A bounced email is an email that never made it to the recipient's Inbox. It's the equivalent of getting a "return to sender" letter from the post office.
Why did you receive a bounceback message? When an email is sent, the mail server looks up the domain and username of the recipient and attempts to hand-off the email. If the recipient's server rejects the mail, the sender will receive a bounceback email. Here are a few of the most common reasons:
Soft Bounces (messages sent back after it was accepted by the recipient's server)
- The recipient's email server is experiencing technical difficulties (e.g. busy and cannot handle the request).
- The recipient's account is full and cannot receive new email.
- The recipient's email server is busy and cannot handle the request.

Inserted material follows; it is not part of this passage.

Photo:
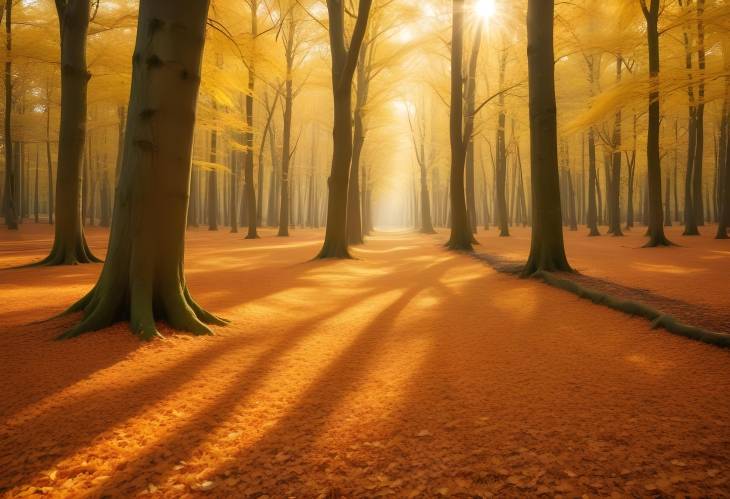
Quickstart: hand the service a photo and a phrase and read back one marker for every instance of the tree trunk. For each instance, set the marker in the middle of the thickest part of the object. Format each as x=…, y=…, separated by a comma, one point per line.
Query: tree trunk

- The username portion of the email address was mispelled (e.g. This email address is being protected from spambots. You need JavaScript enabled to view it.). A bounceback saying "User does not exist" or something to that effect is typcially sent to the sender.
- The recipient's email server has a file size limit or does not accept certain types of file attachments attached to your email.
Hard Bounces (messages sent back without being accepted by the recipient's server)
- The domain portion of the email address was mistyped (e.g. This email address is being protected from spambots. You need JavaScript enabled to view it.) which means no such server exists.
- The mail server is on a blacklist and the recipient's email server is rejecting email from us.